If you’ve ever spoken to voice-based personal assistants such as Siri or Google Now, or chatted with one of the many text-based bots active on messaging platforms such as Facebook Messenger and Kik, you probably realize how fun, intuitive, and powerful conversational user interfaces can be. However, because most natural languages are extremely complex, creating such interfaces from scratch tends be hard. Fortunately, there’s IBM Watson.
By using the IBM Watson Conversation service, you can create AI-powered conversational user interfaces in minutes, often with just a few lines of code. In this tutorial, I’ll introduce you to the service and show you how to use it in Android apps.
Prerequisites
To make the most of this tutorial, you’ll need the following:
- an IBM Bluemix account
- the latest version of Android Studio
- a device running Android 4.4 or higher
1. Creating a Conversation Service
Before you can use the the IBM Watson Conversation API, you must create a Conversation service on the IBM Bluemix platform and acquire login credentials for it.
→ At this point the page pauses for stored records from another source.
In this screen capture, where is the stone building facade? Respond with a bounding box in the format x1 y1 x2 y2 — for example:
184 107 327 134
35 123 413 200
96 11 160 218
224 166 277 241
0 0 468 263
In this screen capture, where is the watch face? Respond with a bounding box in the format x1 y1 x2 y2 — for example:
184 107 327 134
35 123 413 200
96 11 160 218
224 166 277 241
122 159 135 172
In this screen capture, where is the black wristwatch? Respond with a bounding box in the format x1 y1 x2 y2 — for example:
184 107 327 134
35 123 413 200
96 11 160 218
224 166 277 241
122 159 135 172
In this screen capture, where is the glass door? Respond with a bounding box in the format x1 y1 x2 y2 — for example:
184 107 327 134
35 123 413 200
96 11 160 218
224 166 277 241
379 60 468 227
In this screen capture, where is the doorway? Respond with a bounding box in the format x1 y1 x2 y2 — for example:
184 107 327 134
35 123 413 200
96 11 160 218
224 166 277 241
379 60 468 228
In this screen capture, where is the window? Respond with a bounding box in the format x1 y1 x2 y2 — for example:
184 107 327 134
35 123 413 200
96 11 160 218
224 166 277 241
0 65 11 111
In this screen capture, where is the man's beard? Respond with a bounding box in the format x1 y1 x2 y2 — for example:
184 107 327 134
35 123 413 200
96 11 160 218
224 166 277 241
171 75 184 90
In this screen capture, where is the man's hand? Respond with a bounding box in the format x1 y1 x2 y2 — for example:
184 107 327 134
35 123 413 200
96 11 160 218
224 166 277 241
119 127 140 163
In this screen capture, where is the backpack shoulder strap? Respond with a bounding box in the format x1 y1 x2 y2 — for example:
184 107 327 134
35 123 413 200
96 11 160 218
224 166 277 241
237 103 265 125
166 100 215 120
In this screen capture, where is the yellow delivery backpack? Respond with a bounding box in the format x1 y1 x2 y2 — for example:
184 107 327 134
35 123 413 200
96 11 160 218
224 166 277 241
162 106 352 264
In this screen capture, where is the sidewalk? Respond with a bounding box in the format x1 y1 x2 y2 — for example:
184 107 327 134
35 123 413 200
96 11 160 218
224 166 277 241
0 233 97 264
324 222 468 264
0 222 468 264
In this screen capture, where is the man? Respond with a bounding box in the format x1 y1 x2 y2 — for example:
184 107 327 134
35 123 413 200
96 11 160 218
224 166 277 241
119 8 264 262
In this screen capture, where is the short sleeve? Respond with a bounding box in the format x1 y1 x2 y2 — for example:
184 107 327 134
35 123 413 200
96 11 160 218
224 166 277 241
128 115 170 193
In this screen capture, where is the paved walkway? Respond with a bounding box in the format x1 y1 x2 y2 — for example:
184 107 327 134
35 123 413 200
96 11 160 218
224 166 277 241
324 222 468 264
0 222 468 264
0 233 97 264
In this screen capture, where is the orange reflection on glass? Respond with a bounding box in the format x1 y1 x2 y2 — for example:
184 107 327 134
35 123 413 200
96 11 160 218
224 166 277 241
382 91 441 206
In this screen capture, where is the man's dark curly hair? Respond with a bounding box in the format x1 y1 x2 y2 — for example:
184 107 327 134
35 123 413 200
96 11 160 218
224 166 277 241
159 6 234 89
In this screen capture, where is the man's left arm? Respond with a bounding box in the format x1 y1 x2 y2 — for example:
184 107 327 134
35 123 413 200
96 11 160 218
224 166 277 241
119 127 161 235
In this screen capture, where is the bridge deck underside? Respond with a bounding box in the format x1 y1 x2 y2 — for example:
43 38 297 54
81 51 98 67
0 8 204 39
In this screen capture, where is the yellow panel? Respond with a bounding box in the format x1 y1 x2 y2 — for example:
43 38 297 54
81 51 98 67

To do so, sign in to the Bluemix console, navigate to Services > Watson, and press the Create Watson service button. In the next screen, choose Conversation from the catalog of available services.
In the configuration form that’s displayed next, type in an appropriate name for the service and press the Create button.
2. Creating a Conversation Workspace
A Conversation service can work only if it has at least one Conversation workspace associated with it. For now, you can think of a workspace as a collection of rules and configuration details, which defines the capabilities and personality of your conversational UI.
The Bluemix console has an easy to use tool that allows you to create and manage workspaces. To launch it, press the Launch tool button.
In the next screen, press the Create button to create a new workspace. In the dialog that pops up, give a meaningful name to the workspace and choose a language for it.
Once the workspace has been created, you are expected to add intents, entities, and dialog details to it.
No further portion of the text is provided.